Recognition that inherited models of Jesus do not adequately
account for an essential portion of the primary data base is the engine that
started and continues to drive the historical quest. The shift of scholars
from one controlling paradigm to another --- from the classic Hellenistic
divine wonder-worker to Reimarus’ politically motivated Jewish messiah to
Schweitzer’s apocalyptic visionary to Bornkamm’s prophetic rabbi to an
iconoclastic itinerant Galilean sage (Theissen, Crossan, et al) --- is
due less to current cultural preferences than to a continuing conviction that Jesus
can be correctly understood only on his own terms. Although it is easy to demonstrate
that people unwittingly project their own shadows on Jesus --- or anyone else
for that matter ---, Schweitzer’s celebrated claim that "each epoch
found its reflection in Jesus; each individual created Him in accordance with
his own character" should be seen for what it is: a poetic exaggeration
that is more rhetoric than fact. /16/ Any
description of anything inevitably reflects the viewpoint and values of the
author rather than the subject. I describe things as I see them. But what
I see is not limited to my own reflection. Rather, I describe whatever draws
my attention: phenomena that both attract and repel, inspire and perplex.

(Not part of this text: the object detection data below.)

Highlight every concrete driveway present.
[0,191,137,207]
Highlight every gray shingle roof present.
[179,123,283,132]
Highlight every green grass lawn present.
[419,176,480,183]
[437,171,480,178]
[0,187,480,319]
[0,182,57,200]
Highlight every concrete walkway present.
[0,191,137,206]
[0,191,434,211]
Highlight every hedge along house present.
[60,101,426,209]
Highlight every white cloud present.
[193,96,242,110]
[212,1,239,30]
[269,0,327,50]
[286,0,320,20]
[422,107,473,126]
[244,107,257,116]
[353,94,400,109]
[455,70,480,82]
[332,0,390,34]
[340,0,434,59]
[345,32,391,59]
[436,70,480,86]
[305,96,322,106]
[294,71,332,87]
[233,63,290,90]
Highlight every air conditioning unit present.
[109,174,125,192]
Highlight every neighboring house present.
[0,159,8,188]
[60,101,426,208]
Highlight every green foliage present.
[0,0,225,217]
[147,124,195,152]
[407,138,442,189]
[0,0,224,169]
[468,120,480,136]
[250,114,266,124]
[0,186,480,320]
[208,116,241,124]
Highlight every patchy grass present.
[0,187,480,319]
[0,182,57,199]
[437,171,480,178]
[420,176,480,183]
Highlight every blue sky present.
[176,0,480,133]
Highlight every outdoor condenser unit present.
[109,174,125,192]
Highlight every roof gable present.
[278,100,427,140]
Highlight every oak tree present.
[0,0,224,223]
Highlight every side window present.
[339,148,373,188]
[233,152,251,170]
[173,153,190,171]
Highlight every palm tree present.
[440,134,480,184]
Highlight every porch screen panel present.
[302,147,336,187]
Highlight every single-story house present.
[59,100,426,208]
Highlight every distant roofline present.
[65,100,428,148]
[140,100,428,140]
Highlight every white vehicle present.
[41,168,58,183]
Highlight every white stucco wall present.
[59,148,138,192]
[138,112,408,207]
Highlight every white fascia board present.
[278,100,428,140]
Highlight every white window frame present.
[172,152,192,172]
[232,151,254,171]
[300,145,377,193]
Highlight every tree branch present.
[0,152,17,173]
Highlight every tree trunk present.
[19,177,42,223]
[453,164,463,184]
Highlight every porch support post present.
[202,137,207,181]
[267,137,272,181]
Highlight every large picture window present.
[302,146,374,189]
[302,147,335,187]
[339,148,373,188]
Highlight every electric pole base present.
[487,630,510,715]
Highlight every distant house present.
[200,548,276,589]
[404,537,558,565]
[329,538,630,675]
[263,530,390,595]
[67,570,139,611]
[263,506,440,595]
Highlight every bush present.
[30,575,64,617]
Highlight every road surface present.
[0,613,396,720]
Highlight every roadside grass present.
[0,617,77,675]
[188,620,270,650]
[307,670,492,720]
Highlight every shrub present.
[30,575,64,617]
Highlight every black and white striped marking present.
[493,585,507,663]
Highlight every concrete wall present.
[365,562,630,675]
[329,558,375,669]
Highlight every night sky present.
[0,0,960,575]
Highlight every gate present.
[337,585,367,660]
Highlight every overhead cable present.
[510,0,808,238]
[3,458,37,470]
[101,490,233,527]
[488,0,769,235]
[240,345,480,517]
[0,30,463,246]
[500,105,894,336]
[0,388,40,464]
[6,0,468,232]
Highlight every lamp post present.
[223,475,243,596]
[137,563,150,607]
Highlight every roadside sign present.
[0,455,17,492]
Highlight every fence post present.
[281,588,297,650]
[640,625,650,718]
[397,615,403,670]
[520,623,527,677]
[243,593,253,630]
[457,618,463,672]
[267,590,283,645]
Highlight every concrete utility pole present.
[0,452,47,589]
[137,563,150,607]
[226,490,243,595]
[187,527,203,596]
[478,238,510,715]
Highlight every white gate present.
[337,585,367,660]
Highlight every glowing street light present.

Schweitzer himself is evidence that distortions of Jesus’ image are more
often due to latent hero worship than to historical research that
distinguishes Jesus’ perspective from one’s own. /17/ Reimarus’
principle is still the first commandment of scholars dedicated to the
historical quest: It is not to be assumed that Jesus
intended or strove for anything in his teaching other than what may be
taken from his own words./18/
The past two
centuries of debate have simply tightened the controls for pinpointing the
patterns of speech and action that reflect Jesus’ viewpoint rather than
those of others. Since it is always easier to recognize someone else’s
fictions than one’s own, our first task is to test whether the traditional
paradigms are adequate for understanding Jesus on his own terms. (2) Models.
The problem with the templates that have dominated the historical quest
thus far --- messiah, prophet, sage (and variants: "teacher" or
"rabbi") --- is that, while intrinsic to our sources, they are
uniformly extrinsic to Jesus’ own viewpoint. Although these models probably
echo characterizations of Jesus by contemporaries, they represent insights
by primitive admirers rather than patterns projected by Jesus himself.
They are, therefore, no more historically objective than characterizations of
Jesus by contemporary detractors --- e.g., "a glutton and a drunk, a pal
of toll collectors and sinners" (Matt. 11:19 // Luke 7:19) or "agent
of Beelzebul" (Mark 3:22 etc.)./19/ In
fact, the positive paradigms are more plausibly accounted for as reactions to
the negative, rather than the reverse. They are attempts by Jesus’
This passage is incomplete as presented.